TeKanAid

Dark

HashiCorp Vault Backup and Restore Raft Snapshots from Kubernetes to AWS S3


As a DevOps engineer, you know that managing secrets is critical to your job. And HashiCorp Vault is one of the best tools for the job. But what happens when you need to back up and restore your Vault data? In this post, we'll show you how to use Raft snapshots to do just that. We'll also show you how to store those snapshots in AWS S3 for added durability. So if you're ready to learn how to keep your data safe, read on!

HashiCorpVaultAWS
Created: January 5, 2023 | Updated: January 27, 2023

Video


Below is a video explanation and demo.

HashiCorp Vault Backup and Restore Raft Snapshots from Kubernetes to AWS S3


Video Chapters


This video lecture has been taken from my course: HashiCorp Vault 201 - Vault for Apps in Kubernetes

You can skip to the relevant chapters below:

  • 00:00 - Introduction
  • 00:15 - Setup the Environment
  • 02:54 - Starting a Vault Cluster
  • 08:15 - Mentions of Vault 101 and 201 Courses
  • 12:24 - Explanation of the Backup Cronjob
  • 16:17 - Create the S3 Bucket
  • 18:32 - Snapshot Pushed to S3 Successfully
  • 18:55 - Restoring a Snapshot
  • 26:15 - Final Important Closing Thoughts

Overview


Securing your data is a key part of being a DevOps engineer, and HashiCorp Vault makes that easier than ever. But what if you need to back up and restore the data stored in your Vault? In this post, we'll show you how Raft snapshots make that possible while also providing an extra layer of protection by storing those backups in AWS S3! So let's get started on keeping all your important information safe - keep reading for more info!


Code


Get FREE access to the source code by subscribing to my newsletter
You only need to subscribe once. Already subscribed? Enter your email to get instant access to the code.

Pre-requisites


The following is required to follow along:

  • GitHub's Codespaces as your development environment. The code repo is equipped with it.
  • An AWS account or if you're subscribed to the TeKanAid Academy Subscription you get your own AWS account on demand.

1. What is HashiCorp Vault?


Vault is an open-source tool used to securely store and access secrets such as passwords, tokens, certificates, and more. It provides a secure mechanism for managing these secrets while also simplifying the process of using them in applications. Vault can be deployed in either on-premise or cloud environments, allowing users to leverage the advantages of both.


2. HashiCorp Vault Integrated Storage Backend


Vault supports several backend storage solutions, including the Integrated Storage (IS) option. IS is also sometimes referred to as raft storage backend. The IS backend relies on the Raft consensus protocol. The Raft consensus protocol ensures that all nodes in the cluster agree on the data that needs to be backed up and any updates made during the backup process. This enables users to perform backup and restore operations in a secure and reliable manner.
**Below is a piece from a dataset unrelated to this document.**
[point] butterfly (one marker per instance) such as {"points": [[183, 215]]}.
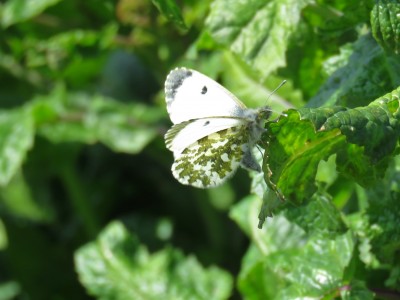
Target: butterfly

Vault takes Raft snapshots to back up and restore its data. These are point-in-time copies of Vault's state that can be used to quickly restore Vault back to a known-good state. Below is an image of a Vault HA Cluster with Raft Storage.

Vault Raft HA


3. Why do you need to back up your Vault data


Backing up your data stored in Vault is critical for protecting against potential data loss. Vault stores sensitive information and if the data is lost or corrupted, it can have serious implications on operations. By backing up the data with Raft snapshots, users can quickly restore their HashiCorp Vault back to a known-good state if something goes wrong.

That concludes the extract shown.